I have a table consisting of actions that are logged when users are viewing files. When a user views a file, this can result in multiple actions over time. As multiple users can be active at the same time, their actions can become intertwined.
I am looking to create an additional column in my query that tells me when a user started viewing this file (let's call this StartId).
When a user stops viewing a file to view some other file, and then goes back to viewing the first file, this should be regarded as a new viewing session.
This table illustrates my problem and my desired result:
Id | User | File | StartId (desired result) |
---|---|---|---|
1 | A | X | 1 |
2 | A | X | 1 |
3 | B | Y | 3 |
4 | A | X | 1 |
5 | B | Y | 3 |
6 | A | Y | 6 |
7 | A | X | 7 |
The closest I have come is with this line:
StartId = FIRST_VALUE(Id) OVER (PARTITION BY User, File ORDER BY Id)

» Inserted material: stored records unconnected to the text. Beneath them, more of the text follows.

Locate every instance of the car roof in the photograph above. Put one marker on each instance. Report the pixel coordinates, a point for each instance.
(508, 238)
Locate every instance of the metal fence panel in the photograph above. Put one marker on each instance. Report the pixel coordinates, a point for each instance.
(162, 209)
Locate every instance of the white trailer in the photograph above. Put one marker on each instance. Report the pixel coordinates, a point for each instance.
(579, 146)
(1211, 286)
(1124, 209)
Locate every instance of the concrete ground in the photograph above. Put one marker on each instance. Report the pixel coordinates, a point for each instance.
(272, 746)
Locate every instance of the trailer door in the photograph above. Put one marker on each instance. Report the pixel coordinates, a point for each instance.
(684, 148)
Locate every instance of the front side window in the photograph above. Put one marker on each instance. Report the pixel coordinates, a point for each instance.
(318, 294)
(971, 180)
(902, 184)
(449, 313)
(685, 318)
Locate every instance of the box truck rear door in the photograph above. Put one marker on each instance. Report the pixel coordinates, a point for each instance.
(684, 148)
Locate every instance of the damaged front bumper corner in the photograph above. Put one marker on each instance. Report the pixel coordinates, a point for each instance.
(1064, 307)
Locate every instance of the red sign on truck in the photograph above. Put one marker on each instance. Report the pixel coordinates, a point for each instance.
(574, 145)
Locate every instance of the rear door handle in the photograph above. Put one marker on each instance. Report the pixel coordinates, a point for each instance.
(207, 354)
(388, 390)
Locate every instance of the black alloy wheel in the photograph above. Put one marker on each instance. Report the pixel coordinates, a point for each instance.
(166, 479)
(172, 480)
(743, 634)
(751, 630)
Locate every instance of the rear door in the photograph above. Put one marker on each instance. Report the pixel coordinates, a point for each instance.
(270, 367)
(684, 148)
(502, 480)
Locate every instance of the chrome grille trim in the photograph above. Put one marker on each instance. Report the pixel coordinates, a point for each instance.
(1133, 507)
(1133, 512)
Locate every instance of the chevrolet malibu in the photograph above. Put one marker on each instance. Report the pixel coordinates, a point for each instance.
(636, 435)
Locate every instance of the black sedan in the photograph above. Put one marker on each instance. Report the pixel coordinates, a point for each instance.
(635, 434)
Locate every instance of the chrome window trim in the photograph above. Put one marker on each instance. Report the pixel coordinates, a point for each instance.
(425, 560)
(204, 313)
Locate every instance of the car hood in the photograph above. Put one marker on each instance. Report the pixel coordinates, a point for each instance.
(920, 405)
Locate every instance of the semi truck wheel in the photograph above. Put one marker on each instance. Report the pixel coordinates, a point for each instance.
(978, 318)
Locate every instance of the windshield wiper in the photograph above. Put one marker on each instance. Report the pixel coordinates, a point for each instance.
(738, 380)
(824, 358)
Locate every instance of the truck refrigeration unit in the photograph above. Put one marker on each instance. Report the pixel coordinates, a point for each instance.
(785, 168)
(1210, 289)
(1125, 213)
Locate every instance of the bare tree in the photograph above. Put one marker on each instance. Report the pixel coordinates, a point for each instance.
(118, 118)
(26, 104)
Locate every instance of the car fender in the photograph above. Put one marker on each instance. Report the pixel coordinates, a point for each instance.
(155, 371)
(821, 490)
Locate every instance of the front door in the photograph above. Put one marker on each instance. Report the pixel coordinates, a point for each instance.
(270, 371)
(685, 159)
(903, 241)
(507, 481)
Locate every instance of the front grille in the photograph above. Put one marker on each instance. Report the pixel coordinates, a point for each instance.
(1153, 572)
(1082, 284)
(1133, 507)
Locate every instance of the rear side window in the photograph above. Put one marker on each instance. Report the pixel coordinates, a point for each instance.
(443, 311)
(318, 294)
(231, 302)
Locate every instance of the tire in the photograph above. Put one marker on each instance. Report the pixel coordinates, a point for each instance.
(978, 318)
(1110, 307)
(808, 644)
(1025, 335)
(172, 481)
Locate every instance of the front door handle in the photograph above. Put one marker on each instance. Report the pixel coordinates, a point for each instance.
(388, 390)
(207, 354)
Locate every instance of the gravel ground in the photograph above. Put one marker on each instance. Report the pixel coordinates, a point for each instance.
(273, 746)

However, this has the following result for the last action in the example:
Id | User | File | StartId |
---|---|---|---|
7 | A | X | 1 |
Can someone point me in the right direction with this?
you can use LAG
to see if the previous file for the same user was the same as the current file for that user and so whether we are in a new session or not and then use that result accordingly.
WITH T AS
(
SELECT *,
CASE WHEN "File" = LAG("File") OVER (PARTITION BY "User" ORDER BY "Id") THEN NULL ELSE "Id" END AS NewSessionFlag
FROM YourTable
)
SELECT *,
MAX(NewSessionFlag) OVER (PARTITION BY "User" ORDER BY "Id" ROWS UNBOUNDED PRECEDING)
FROM T
ORDER BY "Id"